True or false: Canada’s history is rife with colourful anecdotes and fun facts that a majority of residents simply don’t know about.
True, of course, at least according to a poll released today by Historica Canada.
The organization behind the country’s Heritage Minutes compiled a list of 30 statements framed as bits of Canadian trivia and asked respondents to say whether the statements were true or false.
The survey found 62 per cent of those who took the quiz did not pass, suggesting Canadians were largely unaware of some captivating anecdotes.
Most poll respondents, for instance, had never heard the true stories of how future prime minister John Turner once rescued former prime minister John Diefenbaker from the ocean in Barbados while both were on vacation in 1965.
Or the time the Montreal Canadiens lost the Stanley Cup on the side of the road while changing a tire, only to find it later.
The majority of respondents were also unable to pick out the tallest Canadian tales, falsely believing that Zamboni racing was included in the 1988 Calgary Olympics as a demonstration sport.
Anthony Wilson−Smith, chief executive officer of Historica Canada, said the light−hearted poll should not be used as a bellwether for Canadians’ knowledge of their own history.

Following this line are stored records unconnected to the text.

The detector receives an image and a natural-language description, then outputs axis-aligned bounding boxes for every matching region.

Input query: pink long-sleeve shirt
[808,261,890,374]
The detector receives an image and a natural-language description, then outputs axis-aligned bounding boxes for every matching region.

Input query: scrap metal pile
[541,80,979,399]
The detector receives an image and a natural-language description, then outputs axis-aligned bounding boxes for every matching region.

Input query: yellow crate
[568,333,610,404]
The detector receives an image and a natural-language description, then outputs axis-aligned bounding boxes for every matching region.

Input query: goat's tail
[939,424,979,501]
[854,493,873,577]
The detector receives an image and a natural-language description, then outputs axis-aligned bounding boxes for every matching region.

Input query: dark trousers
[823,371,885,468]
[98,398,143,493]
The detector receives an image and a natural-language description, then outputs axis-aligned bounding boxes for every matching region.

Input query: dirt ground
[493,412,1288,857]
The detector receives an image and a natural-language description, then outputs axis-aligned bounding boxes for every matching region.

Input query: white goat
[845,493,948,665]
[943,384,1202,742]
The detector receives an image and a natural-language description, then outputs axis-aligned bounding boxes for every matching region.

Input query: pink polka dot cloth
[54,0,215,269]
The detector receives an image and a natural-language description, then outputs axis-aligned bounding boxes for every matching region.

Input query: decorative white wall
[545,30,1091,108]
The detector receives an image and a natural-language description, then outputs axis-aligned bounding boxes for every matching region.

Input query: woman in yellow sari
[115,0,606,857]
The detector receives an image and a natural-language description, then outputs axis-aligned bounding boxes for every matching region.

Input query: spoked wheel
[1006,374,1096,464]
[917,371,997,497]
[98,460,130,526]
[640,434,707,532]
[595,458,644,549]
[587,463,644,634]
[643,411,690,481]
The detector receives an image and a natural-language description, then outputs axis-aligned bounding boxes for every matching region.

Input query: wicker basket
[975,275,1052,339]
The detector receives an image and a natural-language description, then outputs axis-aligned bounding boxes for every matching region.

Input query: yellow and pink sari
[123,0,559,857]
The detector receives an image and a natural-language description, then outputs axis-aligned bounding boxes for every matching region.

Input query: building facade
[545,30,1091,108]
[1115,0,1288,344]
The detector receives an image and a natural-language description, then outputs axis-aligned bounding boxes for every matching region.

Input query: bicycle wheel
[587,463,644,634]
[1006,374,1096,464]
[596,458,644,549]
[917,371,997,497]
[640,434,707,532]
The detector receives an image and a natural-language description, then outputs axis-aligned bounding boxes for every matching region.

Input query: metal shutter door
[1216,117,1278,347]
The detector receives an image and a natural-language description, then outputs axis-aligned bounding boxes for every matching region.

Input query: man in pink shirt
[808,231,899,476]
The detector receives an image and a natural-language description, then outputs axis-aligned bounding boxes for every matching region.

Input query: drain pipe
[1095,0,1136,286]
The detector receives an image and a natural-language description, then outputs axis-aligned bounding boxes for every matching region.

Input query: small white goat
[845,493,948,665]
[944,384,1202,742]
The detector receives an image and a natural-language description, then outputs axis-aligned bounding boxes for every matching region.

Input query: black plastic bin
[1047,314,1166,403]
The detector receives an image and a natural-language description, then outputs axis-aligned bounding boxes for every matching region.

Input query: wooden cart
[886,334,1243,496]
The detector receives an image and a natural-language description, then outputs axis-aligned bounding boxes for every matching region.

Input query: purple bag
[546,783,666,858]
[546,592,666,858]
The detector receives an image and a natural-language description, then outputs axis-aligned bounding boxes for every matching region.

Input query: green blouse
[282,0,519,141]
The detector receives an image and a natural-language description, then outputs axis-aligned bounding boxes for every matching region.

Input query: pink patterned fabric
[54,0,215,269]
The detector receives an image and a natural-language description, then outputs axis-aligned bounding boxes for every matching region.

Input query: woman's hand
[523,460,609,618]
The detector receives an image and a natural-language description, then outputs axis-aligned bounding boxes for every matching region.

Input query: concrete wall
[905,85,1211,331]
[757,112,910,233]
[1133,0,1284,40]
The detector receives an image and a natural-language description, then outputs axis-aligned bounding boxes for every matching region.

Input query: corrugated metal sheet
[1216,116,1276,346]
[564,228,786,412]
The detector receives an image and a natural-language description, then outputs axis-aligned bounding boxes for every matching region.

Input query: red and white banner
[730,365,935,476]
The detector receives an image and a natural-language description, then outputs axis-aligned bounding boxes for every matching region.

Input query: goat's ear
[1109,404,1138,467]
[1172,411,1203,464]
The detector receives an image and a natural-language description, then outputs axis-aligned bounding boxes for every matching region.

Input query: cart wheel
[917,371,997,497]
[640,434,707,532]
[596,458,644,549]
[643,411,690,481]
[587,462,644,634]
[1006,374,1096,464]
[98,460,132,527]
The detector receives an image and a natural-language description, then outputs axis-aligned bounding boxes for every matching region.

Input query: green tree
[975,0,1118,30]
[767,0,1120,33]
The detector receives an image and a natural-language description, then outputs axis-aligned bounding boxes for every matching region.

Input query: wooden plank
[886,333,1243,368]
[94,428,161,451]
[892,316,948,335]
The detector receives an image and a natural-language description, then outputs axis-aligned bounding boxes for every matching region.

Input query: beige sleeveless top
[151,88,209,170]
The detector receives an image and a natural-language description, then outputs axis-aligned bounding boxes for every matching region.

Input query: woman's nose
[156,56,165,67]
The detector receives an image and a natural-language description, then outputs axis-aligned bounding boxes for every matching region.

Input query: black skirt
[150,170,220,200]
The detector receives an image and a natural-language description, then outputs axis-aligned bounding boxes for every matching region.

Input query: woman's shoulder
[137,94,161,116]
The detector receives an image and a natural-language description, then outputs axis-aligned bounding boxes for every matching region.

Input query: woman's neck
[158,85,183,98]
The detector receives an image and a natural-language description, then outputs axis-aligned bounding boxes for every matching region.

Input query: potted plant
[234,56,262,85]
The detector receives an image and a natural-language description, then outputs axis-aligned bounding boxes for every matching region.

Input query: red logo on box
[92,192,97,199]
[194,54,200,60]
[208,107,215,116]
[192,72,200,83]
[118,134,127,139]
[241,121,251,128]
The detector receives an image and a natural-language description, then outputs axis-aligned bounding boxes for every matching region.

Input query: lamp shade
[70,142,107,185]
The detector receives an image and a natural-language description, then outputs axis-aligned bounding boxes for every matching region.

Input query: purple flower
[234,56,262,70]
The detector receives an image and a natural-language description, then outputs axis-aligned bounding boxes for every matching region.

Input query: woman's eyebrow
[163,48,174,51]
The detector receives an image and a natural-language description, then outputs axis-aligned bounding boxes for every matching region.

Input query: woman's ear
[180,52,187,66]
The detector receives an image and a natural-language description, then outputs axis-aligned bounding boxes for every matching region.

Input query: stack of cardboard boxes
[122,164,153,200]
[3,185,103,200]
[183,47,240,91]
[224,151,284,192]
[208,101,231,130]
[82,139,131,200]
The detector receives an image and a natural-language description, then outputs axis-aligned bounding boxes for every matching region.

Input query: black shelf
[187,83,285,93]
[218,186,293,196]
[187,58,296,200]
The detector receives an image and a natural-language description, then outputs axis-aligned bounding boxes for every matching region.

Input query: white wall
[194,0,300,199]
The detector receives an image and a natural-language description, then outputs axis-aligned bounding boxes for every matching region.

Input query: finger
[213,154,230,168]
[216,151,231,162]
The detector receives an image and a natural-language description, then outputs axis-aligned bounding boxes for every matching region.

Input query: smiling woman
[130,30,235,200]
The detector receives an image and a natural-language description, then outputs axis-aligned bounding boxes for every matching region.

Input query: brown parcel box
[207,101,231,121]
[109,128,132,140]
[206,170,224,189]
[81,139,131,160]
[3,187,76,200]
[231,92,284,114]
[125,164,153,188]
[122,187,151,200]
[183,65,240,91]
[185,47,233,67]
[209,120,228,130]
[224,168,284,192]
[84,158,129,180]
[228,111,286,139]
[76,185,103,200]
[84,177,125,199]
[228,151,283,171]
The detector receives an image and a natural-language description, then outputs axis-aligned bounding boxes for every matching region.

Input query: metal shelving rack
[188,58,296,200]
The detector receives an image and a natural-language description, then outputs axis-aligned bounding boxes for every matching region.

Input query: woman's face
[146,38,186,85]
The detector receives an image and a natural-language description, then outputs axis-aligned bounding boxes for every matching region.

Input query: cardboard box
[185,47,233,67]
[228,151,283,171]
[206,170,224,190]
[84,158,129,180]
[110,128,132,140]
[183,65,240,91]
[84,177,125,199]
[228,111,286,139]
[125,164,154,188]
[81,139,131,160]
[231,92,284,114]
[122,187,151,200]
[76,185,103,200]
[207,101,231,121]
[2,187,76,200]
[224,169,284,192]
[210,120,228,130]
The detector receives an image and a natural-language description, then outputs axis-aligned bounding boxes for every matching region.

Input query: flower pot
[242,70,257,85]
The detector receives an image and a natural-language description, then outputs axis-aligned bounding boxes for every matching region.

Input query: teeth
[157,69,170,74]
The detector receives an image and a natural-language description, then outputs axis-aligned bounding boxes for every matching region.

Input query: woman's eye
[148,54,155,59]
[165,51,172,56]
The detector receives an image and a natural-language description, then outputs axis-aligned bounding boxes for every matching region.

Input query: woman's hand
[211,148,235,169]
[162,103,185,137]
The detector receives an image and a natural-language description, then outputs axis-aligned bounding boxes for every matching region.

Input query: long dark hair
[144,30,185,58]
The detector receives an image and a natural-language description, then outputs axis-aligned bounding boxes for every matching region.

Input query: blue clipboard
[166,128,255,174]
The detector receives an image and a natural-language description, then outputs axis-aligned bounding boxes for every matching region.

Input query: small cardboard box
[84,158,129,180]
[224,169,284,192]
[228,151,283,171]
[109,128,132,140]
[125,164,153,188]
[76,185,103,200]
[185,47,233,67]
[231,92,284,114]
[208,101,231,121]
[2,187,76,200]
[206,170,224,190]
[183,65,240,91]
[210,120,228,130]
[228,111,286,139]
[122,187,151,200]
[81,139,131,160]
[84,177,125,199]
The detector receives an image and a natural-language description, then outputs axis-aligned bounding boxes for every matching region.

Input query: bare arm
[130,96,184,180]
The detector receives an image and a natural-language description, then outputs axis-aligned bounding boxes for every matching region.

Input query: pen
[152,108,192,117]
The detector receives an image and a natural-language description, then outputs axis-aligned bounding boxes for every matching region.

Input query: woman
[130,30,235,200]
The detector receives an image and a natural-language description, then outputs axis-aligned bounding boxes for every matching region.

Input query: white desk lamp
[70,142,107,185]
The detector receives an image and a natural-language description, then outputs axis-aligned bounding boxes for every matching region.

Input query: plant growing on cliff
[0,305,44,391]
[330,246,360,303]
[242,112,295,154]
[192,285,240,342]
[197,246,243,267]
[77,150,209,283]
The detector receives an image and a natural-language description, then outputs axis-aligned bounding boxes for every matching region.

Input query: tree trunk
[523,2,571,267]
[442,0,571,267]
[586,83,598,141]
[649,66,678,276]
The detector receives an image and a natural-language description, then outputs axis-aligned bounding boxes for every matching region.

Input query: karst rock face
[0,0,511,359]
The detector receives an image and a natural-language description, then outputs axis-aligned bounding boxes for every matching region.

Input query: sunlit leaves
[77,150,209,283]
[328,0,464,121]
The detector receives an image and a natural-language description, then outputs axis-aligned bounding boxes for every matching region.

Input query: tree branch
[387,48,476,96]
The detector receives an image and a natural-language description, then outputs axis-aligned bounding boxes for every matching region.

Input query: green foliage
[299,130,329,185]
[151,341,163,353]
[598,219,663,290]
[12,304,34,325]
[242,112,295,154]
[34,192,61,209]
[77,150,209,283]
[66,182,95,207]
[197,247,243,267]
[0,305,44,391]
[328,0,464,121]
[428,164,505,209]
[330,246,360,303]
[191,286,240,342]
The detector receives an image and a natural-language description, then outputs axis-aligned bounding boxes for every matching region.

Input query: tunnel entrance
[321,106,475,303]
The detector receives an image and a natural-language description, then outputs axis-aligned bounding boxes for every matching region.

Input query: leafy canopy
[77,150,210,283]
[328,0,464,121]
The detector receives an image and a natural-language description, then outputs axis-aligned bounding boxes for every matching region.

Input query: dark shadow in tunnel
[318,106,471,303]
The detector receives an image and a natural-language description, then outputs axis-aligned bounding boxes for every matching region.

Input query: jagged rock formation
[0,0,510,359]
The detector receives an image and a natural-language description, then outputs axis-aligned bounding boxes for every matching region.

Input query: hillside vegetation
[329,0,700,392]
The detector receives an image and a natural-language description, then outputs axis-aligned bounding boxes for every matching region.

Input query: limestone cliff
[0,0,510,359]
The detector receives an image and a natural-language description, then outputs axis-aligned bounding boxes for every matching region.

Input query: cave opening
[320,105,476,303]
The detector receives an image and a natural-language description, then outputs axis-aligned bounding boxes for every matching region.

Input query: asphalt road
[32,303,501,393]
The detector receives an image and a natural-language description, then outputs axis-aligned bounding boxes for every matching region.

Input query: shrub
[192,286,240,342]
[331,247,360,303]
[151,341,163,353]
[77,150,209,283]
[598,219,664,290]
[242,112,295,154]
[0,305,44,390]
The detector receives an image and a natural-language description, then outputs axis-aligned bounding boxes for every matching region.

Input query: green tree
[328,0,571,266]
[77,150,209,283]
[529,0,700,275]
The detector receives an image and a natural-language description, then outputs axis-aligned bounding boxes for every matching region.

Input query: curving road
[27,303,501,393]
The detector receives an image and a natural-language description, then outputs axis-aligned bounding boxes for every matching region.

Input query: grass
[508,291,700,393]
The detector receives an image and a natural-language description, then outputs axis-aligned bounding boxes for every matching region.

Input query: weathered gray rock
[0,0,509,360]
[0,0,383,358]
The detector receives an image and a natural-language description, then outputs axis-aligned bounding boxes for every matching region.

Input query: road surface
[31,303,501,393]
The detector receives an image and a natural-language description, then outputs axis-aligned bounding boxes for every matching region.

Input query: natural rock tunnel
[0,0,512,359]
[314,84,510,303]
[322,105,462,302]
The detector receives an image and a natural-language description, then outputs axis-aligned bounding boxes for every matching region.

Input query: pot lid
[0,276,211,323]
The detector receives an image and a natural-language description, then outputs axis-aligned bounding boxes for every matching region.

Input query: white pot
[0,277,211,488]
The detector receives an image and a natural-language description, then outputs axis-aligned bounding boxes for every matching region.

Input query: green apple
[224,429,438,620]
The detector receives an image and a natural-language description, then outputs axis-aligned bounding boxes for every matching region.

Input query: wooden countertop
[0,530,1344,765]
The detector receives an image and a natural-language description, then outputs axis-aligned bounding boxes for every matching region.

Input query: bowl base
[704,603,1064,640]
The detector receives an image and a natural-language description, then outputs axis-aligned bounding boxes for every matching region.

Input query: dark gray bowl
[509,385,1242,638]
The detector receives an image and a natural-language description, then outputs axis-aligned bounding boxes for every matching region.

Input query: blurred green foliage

It should, however, stand as a reminder that fun facts can lay the groundwork for more in−depth historical exploration.
"A lot of this goes to the root of people saying that Canadian history isn’t as interesting as that of any other country," Wilson−Smith said in a telephone interview. "That’s true in the sense that we haven’t had a revolution and our wars have been off our soil. But it ignores the fact that there are no end of interesting people and events that people just don’t know enough about."
The latest Historica poll, conducted by Ipsos, found that ignorance of quirky Canadiana transcended age brackets and geographical locations.
The average grade for the quiz’s 1,000 respondents was a mere 13 out of 30, or a failing grade of 43 per cent.
While participants in Saskatchewan and Manitoba fared the best, 53 per cent of them still could not manage a passing grade.
Age made little difference, although respondents between 18 and 34 had only a 59 per cent failure rate compared to 66 per cent among those 35 to 64 and 60 per cent for those over 65.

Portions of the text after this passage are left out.